3. Conclusions and Future Perspectives

The substances that promote urination represent the most commonly used drugs in geriatric patients. Diuretics significantly impact the functions of immune cells and modulate the mechanisms of immune responses. The immunomodulatory effects of diuretics influence other inflammatory diseases that the patient has, e.g., metabolic and neuroendocrine diseases or depression. Diuretics should be used with antihypertensive drugs to enhance the beneficial systemic therapeutic hypotensive and immunomodulatory effect. It is also important to remember to reach a balance between the anti-inflammatory properties and protection against cancer and microbes in the therapy of inflammatory diseases. Based on the available literature, it is difficult to predict which of the studied diuretics show the strongest anti-inflammatory effect, because they have not been tested in one research model, but in many different research models by various researchers.
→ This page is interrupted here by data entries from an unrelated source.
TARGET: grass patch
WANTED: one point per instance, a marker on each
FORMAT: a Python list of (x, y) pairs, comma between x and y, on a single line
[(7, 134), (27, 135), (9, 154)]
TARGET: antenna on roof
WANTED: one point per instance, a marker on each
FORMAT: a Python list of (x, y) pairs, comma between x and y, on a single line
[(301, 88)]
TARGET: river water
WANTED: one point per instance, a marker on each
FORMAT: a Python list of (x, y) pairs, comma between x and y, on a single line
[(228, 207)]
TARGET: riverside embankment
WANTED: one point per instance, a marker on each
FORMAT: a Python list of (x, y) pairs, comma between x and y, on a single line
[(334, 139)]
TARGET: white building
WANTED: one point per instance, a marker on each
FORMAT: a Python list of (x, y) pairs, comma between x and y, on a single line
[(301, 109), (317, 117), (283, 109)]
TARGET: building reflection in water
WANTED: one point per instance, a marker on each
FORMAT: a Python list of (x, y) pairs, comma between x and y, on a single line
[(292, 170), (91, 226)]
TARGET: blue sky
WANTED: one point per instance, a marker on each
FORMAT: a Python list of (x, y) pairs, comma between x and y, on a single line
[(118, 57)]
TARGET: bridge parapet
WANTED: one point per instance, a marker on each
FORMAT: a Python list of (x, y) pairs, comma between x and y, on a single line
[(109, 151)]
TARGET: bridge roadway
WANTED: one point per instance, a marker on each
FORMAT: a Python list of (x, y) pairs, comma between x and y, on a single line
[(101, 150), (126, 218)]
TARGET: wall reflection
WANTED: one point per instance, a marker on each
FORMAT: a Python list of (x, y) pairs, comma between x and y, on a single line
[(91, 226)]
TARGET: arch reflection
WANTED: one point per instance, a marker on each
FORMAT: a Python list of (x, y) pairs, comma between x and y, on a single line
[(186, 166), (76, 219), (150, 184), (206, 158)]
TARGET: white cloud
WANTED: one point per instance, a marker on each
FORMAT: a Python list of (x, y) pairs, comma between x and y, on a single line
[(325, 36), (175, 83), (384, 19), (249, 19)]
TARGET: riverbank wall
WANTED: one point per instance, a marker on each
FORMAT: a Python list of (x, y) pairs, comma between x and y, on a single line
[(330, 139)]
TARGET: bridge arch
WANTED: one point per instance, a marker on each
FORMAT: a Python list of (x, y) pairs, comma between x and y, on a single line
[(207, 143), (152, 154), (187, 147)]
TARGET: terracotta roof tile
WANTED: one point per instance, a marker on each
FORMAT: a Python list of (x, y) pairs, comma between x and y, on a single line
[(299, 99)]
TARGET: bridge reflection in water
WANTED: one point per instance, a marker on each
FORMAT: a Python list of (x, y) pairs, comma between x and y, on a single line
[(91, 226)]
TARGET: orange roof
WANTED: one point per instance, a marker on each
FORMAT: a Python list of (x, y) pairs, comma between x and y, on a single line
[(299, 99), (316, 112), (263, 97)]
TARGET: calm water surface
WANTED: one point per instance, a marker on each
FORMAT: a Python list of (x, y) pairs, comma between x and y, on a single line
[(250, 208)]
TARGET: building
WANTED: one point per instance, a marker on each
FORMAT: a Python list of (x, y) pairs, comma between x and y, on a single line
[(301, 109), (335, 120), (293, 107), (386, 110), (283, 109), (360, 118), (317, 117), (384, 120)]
The novelty of the article consists of a broad review of the latest literature, which covers both the experimental use of drugs in animal models and their clinical use in humans in very diverse disease and clinical circumstances.
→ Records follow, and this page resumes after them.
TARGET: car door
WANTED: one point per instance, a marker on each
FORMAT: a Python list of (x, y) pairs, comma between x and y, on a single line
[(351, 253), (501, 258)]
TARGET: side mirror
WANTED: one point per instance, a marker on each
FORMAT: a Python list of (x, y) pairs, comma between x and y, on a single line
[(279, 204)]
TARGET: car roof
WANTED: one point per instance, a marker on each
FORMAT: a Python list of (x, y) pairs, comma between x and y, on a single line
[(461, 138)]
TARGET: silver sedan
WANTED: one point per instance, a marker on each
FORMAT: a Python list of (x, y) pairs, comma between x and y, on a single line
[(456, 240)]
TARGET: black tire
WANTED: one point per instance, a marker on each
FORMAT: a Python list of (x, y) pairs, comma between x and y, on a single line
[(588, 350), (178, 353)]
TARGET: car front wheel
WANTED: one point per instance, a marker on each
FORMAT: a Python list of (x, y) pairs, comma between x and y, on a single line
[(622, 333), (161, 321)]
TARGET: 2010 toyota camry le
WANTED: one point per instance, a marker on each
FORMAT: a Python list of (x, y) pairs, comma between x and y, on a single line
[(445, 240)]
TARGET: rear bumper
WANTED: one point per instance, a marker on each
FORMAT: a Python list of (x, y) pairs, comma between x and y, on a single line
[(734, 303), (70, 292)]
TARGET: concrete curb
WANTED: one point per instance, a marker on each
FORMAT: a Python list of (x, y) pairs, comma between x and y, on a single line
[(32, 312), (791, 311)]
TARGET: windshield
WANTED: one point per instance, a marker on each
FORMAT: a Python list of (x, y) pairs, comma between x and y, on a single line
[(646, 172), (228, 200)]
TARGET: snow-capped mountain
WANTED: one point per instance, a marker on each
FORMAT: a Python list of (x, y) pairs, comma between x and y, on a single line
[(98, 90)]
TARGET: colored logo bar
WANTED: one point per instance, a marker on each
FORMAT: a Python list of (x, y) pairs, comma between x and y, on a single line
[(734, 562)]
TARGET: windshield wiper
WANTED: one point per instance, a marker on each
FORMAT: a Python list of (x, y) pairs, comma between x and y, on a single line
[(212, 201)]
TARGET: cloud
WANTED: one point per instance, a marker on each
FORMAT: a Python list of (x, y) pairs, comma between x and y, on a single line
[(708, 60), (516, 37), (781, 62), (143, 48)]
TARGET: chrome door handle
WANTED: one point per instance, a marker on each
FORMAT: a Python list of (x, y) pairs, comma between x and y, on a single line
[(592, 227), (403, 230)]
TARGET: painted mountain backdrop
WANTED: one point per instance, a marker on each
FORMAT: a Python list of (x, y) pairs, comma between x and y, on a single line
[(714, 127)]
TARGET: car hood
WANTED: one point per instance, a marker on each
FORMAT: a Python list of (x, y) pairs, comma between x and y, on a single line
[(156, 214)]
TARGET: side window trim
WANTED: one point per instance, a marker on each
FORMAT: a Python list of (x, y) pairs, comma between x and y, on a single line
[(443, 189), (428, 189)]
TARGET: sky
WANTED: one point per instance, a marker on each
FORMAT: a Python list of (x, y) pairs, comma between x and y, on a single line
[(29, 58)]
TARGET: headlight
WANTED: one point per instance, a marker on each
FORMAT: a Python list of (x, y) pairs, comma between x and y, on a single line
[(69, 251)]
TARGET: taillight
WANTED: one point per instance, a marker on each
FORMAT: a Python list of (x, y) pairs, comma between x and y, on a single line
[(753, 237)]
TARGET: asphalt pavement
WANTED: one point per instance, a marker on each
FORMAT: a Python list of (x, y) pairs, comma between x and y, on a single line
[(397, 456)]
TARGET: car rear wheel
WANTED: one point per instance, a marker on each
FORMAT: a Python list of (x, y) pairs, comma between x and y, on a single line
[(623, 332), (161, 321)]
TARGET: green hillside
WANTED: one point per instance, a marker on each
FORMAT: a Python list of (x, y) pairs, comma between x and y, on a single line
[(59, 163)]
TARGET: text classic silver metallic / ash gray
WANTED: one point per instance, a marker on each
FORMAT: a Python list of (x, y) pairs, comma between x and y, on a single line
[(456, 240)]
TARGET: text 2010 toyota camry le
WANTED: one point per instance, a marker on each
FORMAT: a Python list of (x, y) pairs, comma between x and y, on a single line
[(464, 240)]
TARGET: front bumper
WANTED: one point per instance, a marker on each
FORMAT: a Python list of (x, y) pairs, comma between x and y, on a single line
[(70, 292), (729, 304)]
In the absence of a single, comprehensive research model, a natural step on the path to an unequivocal answer regarding the influence of diuretics on individual subtypes of the immune response (humoral, cellular, and non-specific response) is to create a complex multi-center research project with a unified methodology to study this important research problem.

It is worth considering testing diuretics, as well as combined drugs (diuretics + hypotensive drugs). In the first phase, drugs should be tested in mice, followed by a human model. In an animal model, it is necessary to investigate the effect of the tested drugs on various elements of the immune response, such as the humoral and cellular responses and the non-specific immunological response. Clearly it is not possible to study the immune system effects of these drugs so extensively and unambiguously in humans, as geriatric patients usually take many other drugs that affect immune mechanisms. However, examining the essential inflammatory markers in humans should already provide information on the effect of these drugs in a human model. After combining the guidance obtained from both models (human and mice), we will obtain comprehensive and maximally objectified information on the impact of these drugs on the immune system.